Une histoire saisissante
Avec en arrière-plan une Chine bouleversée par la mondialisation et la modernité, la fresque amoureuse des Éternels est sincère et envoûtante. Quiao, interprétée par Zhao Tao, est éperdument amoureuse de Bin, Lia Fan. Sa vie n’a de sens que si celle de son bien aimé en a un. Le film offre le portrait d’une femme courageuse, prête à tout pour atteindre le bonheur. Elle passera par la pègre des communautés mafieuses, la prison, le tumulte des villes pour le trouver. Mais Quiao nage à contre-courant. Celui qu’elle aime poursuit sa course sans se retourner qu’importe les sacrifices de la jeune femme pour lui. Jia Zhang-ke offre la fresque saisissante d’une relation dans laquelle la passion amoureuse de l’un se heurte à la pudeur et la froideur des sentiments de l’autre. Zhao Tao est remarquable par la sincérité de son jeu. Le film nous plonge au cœur de l’embrasement et du déchirement des relations humaines. C’est la vie que le cinéaste chinois nous expose durant ces deux heures, la vie telle qu’elle est entre désordre, confusion et espoir.
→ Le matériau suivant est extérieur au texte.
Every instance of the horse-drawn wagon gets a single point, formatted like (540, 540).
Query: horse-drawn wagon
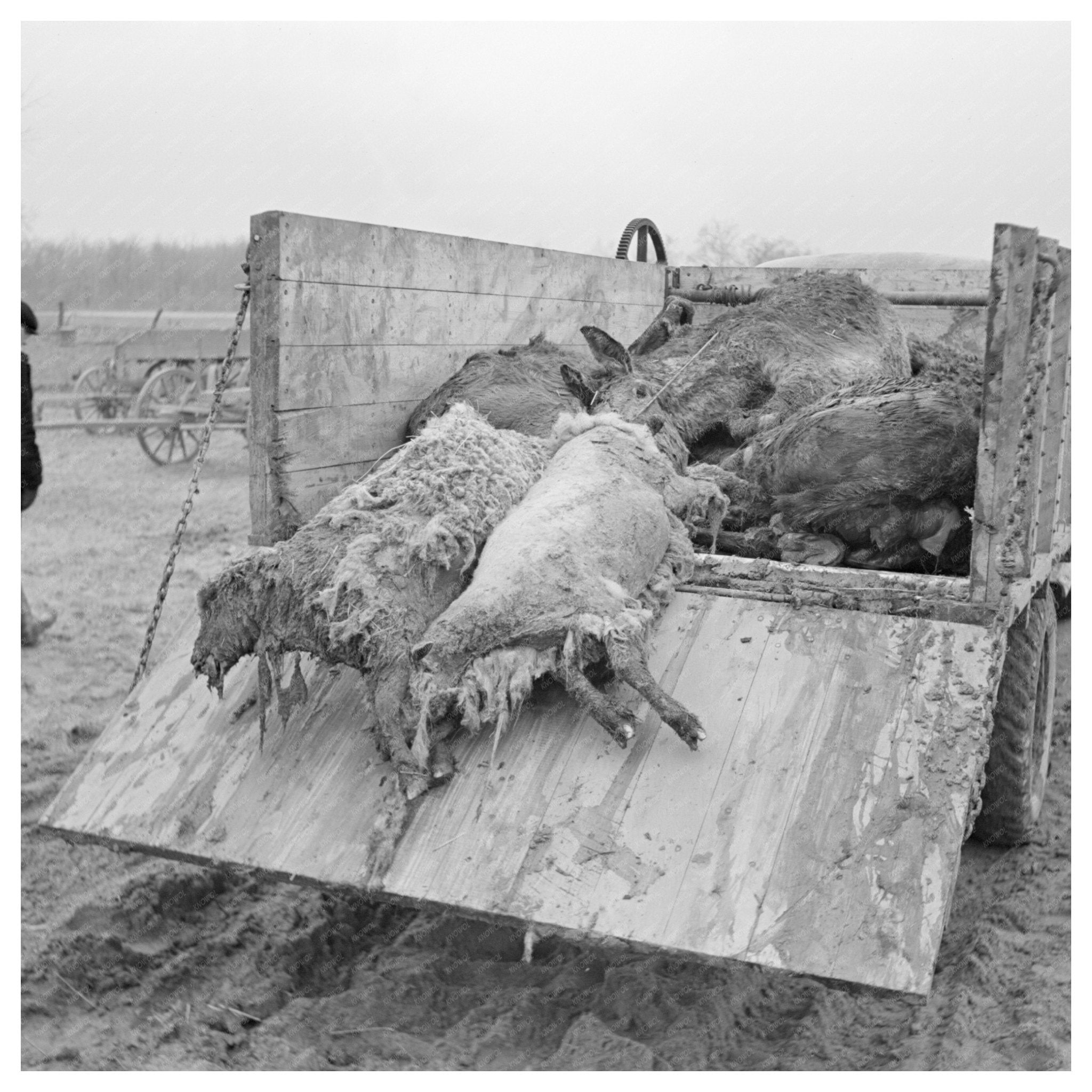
(849, 713)
(158, 384)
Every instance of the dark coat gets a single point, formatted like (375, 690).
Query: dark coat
(32, 460)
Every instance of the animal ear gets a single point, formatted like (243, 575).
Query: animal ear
(606, 350)
(578, 384)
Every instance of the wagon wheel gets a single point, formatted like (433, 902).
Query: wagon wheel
(1020, 746)
(643, 228)
(173, 396)
(105, 399)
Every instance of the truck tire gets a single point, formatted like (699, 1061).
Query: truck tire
(1063, 603)
(1020, 746)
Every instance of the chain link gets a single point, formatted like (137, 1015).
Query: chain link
(176, 545)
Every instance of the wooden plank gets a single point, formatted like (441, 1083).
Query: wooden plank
(339, 435)
(338, 252)
(301, 494)
(339, 315)
(180, 772)
(1055, 451)
(698, 854)
(571, 783)
(789, 577)
(1008, 327)
(833, 914)
(1065, 499)
(364, 322)
(263, 255)
(880, 279)
(352, 375)
(1039, 358)
(679, 800)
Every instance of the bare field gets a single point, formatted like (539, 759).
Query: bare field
(133, 962)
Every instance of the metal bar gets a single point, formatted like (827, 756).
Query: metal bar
(733, 296)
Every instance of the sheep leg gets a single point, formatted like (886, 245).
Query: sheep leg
(616, 720)
(631, 669)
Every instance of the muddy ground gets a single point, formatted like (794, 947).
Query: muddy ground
(132, 962)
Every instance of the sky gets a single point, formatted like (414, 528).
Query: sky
(844, 137)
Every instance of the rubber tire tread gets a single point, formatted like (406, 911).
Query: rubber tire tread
(1006, 817)
(1063, 604)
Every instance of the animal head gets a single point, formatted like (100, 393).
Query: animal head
(631, 397)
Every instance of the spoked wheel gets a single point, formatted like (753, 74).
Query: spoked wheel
(104, 398)
(173, 396)
(644, 229)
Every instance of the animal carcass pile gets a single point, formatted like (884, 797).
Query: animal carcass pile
(542, 512)
(582, 551)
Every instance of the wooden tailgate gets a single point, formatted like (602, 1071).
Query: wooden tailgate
(817, 829)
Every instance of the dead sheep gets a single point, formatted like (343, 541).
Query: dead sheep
(577, 573)
(519, 388)
(359, 582)
(879, 474)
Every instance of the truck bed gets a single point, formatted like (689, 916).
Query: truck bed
(817, 829)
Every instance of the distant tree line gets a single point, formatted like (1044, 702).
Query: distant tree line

Une mutation chinoise et relationnelle
La mutation de la Chine s’immisce dans la relation des deux amants. La Chine moderne, ouverte au commerce transforme les paysages, ravage les prairies, désordonne les repères traditionnels. Les atmosphères contradictoires s’opposent magnifiquement dans le film : les plans d’une immensité vertigineuse d’une ville portuaire en pleine transformation et ses bâtiments au jaune miteux confrontent ceux des petits villages de travailleurs où règne un vert éclatant. La Chine calme et traditionnelle devient tumultueuse et insaisissable. L’espoir naïf du bonheur de jeune femme s’évapore à mesure que la modernité érode la ruralité. Bin, rêveur conquérant de cette immensité moderne voit ses volontés réduites à néant par la brutalité des vagues dans lesquelles il était pris.